En général, l’Africain est tout à fait convaincu que le cœur est le centre de toute délibération et toute décision qui ne vient pas du cœur reste lettre morte. C’est pourquoi on demande à quelqu’un qui entreprend une action : « le fais-tu selon ce que ton cœur te dit? ». Aussi, le cœur chez les Africains a, dans certains contextes, le même sens que dans la Bible. Jésus dit par exemple : « Du cœur procèdent les pensées mauvaises qui mènent au meurtre, au vol, au faux témoignage… » (Mt 15, 19) ; « L’homme bon tire le bien du bon trésor de son cœur et le méchant tire le mal de son mauvais trésor » (Lc 6, 45-47). Autrement dit, c’est du cœur que l’homme délibère ses bonnes comme ses mauvaises actions. Le cœur est donc le siège des comportements, le lieu où ils s’enracinent. C’est de lui que vient la sève nourricière des paroles, des actes et du jugement porté sur les choses et les hommes.

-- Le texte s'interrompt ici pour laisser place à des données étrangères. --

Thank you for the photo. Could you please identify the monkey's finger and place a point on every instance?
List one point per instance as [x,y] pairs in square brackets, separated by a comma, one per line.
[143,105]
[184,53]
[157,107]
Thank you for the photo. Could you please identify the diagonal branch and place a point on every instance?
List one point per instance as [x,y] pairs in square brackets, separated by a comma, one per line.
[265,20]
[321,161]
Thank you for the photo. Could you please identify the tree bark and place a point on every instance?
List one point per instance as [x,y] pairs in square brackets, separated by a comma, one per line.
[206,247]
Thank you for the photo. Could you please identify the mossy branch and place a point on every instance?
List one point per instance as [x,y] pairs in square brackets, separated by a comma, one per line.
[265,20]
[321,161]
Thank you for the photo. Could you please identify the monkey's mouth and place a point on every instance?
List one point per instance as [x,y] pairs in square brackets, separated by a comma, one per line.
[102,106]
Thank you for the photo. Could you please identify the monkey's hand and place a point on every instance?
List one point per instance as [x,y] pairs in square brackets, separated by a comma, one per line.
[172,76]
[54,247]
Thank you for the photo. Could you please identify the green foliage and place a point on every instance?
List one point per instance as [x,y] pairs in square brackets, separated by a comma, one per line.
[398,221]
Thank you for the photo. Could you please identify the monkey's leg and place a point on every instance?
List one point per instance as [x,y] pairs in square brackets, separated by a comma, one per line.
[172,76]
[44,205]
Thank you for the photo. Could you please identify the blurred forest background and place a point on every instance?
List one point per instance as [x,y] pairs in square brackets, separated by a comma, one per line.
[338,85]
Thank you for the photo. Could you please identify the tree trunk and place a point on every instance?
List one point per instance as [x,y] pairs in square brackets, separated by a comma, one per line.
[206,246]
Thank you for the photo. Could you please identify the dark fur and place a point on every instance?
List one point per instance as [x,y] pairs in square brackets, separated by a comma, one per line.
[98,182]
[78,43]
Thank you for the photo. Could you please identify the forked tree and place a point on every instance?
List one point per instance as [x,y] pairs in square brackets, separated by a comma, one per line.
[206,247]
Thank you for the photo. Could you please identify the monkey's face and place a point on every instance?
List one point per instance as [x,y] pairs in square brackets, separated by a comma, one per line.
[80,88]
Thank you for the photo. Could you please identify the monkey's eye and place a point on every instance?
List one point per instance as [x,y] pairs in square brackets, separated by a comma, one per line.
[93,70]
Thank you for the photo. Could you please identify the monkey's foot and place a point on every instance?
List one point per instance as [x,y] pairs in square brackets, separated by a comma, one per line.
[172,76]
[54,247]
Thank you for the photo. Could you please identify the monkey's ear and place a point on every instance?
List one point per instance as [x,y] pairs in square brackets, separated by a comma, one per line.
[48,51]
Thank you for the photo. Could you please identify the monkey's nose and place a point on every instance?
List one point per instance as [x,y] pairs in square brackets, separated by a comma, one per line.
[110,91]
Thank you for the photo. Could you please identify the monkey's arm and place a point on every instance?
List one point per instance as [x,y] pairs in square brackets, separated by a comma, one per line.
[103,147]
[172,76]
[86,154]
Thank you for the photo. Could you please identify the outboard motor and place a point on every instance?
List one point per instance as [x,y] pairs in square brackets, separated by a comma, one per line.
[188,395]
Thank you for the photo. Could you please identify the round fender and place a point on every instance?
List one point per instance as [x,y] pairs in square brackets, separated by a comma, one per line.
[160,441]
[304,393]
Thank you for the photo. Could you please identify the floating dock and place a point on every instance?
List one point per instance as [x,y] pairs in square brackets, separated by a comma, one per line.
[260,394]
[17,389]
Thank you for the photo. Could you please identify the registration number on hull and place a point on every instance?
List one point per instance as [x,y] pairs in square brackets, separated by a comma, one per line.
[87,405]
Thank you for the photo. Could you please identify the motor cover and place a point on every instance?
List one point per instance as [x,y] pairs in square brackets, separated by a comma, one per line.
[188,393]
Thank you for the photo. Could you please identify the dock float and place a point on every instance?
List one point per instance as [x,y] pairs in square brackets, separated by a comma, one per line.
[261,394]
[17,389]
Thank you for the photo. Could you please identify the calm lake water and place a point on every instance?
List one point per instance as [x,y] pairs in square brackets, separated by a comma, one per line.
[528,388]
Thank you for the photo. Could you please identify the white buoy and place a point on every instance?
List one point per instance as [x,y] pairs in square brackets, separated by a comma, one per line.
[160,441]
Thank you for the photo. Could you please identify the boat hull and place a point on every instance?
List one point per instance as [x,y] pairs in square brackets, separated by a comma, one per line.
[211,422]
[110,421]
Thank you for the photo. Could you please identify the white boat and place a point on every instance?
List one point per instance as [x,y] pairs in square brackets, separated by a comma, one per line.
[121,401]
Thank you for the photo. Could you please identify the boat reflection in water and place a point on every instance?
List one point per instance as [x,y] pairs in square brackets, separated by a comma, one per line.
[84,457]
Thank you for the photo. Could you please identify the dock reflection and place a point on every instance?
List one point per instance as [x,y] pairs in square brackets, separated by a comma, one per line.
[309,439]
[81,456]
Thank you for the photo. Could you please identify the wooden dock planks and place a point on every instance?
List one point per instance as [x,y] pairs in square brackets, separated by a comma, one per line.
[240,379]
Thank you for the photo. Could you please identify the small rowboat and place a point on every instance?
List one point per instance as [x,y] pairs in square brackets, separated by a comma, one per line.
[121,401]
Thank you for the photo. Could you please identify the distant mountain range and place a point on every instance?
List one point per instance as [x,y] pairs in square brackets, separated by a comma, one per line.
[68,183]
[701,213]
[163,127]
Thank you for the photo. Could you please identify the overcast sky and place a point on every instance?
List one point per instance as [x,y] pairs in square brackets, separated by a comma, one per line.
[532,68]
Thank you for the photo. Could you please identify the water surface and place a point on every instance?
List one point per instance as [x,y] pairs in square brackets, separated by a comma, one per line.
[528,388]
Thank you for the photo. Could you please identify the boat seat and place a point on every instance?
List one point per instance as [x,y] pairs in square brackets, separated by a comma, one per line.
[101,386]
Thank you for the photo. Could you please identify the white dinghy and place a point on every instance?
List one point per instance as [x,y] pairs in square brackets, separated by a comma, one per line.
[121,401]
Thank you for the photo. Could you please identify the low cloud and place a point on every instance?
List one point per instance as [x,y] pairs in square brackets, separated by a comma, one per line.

Contrairement à l’anthropologie européenne qui croit que le cœur n’est que le siège des passions et non de la raison, on conseille en Afrique d’écouter son cœur avant d’agir. Blaise Pascal avait pu opérer un rapprochement entre la conception du cœur en Afrique et en Europe lorsqu’il écrivait que le cœur a ses raisons que la raison même ignore. Cependant, il est resté Européen en parlant de la raison comme une faculté qui ne trouve pas son siège dans le cœur. Nous avons deviné un schéma pour la conception du cœur en Afrique. Il apparaît donc comme un récipient avec un liquide qui décante les éléments. Les plus substantiels se déposent au fond tandis que les volatils sans consistance surnagent. Ainsi, les actions, les paroles réfléchies et délibérées, qui sont fruit de la réflexion et de l’élaboration de la conscience, viennent du fond du cœur, tandis que les passions sans consistance viennent de la surface du cœur.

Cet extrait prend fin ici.